And anyway, it’s not that I actually want to leave Riley and Ben; it’s just that I don’t want to have to take care of them. It seems to me that when a woman is hugely pregnant or has just delivered a child, she should be absolved of all other responsibilities for awhile. I want to lie in bed and have them come snuggle with me every now and again while a Temporary Mom from an agency handles all the diaper changes and baths and lunches and orthodontist appointments.
* Sick days. In real jobs, you are given a certain number of sick days. It’s very nice to have such days when you’re sick, and I’d certainly settle for a few more of those. But what I really miss is the thing where you can phone in and pretend to be sick and then stay in bed reading all day. In my current job, if I roll over in bed in the morning and look at Kennard and say, “Ummm, I’m feeling a little bit sick?” he says “Yeah, right,” and tromps off to work anyway. The sad fact is that it’s really hard to fake illness in person. So I have no hope of getting a sick day unless I’m actually barfing or something, and where’s the fun in that?
* Business trips. I want to be sent away on several business trips each year, where I stay — alone — in lovely expensive hotels with crisp sheets and soft towels. Hotels where the staff’s job description is based largely on making ME happy. Where the TV swivels and those nice hotel people bring eggs benedict to my door and will add six slices of bacon to the plate if I ask. Where they bring a big pot of coffee and it’s all for me.
The destination doesn’t matter; my intention is not to sight-see, it’s to stay inside my beautiful maid-serviced hotel room. I’d sleep late (where “late” means “past 6 am”), read the hotel’s information packet, and possibly order an in-room massage (something I’ve never done in my life, but hey — I could handle it). It would be especially wonderful if there were some reason for me to get dressed up in my important-looking business clothes and speak intelligently with someone about something, but that would just be a bonus.

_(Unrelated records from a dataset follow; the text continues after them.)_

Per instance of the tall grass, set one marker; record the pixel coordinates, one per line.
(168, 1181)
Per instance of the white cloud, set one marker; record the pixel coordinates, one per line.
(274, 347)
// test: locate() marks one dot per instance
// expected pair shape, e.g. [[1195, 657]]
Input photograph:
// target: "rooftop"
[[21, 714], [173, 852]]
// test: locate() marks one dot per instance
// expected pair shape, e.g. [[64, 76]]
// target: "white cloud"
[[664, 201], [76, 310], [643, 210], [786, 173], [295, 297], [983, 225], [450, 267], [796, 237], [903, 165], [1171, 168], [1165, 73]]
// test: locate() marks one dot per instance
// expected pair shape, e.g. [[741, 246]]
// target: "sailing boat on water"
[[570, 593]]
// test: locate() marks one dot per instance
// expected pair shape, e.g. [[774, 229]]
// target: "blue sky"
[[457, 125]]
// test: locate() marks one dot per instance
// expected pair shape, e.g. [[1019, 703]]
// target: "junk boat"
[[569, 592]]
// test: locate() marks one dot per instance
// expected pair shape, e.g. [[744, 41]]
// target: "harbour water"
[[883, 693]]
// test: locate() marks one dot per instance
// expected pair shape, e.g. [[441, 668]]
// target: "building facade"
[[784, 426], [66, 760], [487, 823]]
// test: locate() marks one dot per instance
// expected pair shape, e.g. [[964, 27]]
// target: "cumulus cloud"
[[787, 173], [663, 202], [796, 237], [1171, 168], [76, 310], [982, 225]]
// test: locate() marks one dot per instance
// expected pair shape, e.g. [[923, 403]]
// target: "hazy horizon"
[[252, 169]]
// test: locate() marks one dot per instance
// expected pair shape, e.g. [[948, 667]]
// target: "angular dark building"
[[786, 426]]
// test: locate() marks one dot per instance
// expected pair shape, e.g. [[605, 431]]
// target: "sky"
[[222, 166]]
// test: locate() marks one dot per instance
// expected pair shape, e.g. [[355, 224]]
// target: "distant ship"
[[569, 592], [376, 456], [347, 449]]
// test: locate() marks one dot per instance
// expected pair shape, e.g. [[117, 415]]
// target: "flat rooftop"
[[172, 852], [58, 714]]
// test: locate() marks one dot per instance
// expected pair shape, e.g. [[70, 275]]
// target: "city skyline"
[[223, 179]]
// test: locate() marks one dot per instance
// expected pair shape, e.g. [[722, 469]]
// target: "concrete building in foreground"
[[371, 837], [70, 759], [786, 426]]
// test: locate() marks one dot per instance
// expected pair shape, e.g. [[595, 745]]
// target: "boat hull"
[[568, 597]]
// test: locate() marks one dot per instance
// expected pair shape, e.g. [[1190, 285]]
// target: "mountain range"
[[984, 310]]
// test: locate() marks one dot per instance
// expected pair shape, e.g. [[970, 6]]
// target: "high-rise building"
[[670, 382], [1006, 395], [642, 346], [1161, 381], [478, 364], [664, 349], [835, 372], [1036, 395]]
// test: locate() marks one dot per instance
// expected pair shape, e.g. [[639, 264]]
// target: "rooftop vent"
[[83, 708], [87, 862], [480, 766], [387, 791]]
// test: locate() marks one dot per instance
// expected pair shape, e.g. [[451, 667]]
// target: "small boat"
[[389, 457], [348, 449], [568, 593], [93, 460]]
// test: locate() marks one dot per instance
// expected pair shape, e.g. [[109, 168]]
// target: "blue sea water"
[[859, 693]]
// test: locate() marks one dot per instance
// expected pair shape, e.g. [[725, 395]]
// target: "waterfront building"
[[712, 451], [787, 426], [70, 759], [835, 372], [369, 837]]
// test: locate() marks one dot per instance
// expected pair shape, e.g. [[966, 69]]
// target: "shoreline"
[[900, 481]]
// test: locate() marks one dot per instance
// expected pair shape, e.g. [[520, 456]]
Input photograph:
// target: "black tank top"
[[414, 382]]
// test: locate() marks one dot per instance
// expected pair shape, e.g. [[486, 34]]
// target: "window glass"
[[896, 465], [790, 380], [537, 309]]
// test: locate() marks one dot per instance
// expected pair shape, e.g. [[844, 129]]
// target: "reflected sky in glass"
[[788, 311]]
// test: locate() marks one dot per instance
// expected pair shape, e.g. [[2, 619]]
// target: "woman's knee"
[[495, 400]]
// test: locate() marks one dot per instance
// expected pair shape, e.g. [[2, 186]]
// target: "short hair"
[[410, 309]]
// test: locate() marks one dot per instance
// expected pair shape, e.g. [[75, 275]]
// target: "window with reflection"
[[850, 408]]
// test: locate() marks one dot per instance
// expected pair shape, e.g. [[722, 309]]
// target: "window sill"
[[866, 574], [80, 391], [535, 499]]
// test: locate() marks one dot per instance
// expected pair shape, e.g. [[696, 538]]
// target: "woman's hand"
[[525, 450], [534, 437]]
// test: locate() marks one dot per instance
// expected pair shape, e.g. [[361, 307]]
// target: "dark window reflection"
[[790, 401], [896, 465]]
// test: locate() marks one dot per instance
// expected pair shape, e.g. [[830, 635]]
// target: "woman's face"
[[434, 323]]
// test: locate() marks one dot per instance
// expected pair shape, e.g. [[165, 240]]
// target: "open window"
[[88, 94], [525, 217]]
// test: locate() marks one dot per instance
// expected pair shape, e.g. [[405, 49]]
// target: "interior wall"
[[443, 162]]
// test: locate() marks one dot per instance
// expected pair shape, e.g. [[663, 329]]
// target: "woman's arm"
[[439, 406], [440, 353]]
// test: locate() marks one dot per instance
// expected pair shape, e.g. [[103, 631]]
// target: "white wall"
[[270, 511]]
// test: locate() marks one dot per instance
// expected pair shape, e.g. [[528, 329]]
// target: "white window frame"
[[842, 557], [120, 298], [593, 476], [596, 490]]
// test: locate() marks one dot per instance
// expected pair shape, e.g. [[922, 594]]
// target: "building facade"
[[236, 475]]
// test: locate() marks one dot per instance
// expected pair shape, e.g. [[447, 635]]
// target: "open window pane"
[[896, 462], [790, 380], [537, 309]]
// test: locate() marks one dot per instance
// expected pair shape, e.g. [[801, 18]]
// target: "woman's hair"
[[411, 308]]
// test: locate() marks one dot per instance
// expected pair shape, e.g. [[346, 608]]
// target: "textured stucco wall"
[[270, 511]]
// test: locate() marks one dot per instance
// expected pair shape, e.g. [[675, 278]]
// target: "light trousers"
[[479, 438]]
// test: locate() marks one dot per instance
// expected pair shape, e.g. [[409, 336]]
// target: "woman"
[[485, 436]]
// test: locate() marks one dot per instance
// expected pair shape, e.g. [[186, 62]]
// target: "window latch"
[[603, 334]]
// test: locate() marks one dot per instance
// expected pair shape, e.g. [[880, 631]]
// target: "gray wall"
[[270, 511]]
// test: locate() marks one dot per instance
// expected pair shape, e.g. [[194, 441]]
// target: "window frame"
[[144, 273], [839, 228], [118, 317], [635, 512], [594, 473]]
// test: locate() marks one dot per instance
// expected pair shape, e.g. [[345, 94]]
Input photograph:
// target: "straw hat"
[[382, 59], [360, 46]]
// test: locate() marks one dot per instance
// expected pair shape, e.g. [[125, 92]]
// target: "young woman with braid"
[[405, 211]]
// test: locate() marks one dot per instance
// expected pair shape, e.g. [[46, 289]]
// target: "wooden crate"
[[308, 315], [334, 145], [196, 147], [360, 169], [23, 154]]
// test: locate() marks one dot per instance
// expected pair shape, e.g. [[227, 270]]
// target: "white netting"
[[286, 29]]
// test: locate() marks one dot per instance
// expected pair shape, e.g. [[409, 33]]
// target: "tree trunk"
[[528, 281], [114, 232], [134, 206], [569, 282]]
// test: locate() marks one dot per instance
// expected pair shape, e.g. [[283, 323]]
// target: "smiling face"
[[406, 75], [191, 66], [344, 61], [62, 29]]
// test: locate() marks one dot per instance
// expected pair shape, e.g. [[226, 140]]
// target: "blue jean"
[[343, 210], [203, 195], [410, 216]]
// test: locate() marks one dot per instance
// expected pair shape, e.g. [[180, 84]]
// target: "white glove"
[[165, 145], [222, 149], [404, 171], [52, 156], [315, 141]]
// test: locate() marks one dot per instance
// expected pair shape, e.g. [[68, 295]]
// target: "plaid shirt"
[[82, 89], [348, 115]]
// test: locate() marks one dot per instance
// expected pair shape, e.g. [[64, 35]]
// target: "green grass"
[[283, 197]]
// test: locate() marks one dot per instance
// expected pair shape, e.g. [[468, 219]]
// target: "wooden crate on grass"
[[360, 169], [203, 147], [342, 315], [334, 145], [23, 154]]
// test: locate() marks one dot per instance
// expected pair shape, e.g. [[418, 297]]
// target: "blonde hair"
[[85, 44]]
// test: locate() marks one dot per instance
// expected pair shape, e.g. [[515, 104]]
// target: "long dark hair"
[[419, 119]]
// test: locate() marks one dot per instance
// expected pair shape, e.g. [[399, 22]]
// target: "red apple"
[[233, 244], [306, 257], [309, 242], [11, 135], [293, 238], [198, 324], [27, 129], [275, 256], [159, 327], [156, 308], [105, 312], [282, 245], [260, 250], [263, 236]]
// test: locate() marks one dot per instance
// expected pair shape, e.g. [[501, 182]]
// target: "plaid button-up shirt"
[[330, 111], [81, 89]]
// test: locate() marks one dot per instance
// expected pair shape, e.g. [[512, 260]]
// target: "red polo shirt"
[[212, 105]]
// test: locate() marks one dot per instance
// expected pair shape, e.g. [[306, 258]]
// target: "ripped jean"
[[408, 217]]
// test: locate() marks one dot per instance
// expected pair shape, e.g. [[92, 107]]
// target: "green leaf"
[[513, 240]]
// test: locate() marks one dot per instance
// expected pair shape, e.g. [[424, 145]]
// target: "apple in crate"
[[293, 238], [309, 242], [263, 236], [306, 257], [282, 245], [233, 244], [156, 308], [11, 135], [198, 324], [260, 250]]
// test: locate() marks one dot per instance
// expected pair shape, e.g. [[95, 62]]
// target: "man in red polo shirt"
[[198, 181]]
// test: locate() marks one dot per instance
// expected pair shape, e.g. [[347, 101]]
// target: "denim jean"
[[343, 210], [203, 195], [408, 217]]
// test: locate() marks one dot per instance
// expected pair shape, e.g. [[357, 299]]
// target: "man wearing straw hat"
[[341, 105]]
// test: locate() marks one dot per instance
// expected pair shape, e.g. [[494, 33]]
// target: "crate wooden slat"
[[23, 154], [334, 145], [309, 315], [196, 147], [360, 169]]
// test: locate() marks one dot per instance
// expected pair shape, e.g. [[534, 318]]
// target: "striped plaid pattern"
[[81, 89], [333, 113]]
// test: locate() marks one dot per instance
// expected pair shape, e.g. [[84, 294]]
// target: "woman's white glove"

* Week-long child-free vacations. I want to go on a long vacation with my husband, without my kids. True, Kennard and I have been lucky enough to get away for the occasional weekend, owing to our very nice mothers-in-law who take the kids for a couple of days. But it always seems to me that by the time we’re starting to remember how to be on vacation, it’s time to come home. Sometimes we haven’t even gotten around to having hot sex. We’ve been so busy bouncing around like a couple of golden retrievers who got out of their yards that we’ve forgotten to think about doing the wild thing until it’s, like, 10 p.m. and by then we’re way too sleepy. We really need at least a full week to get all our bouncing done, in bed and out.
So I put all this in writing and presented it to my husband. He read it thoughtfully, and after he finished, he put his arm around me.
“Ok,” he said, “What do you want other than that.”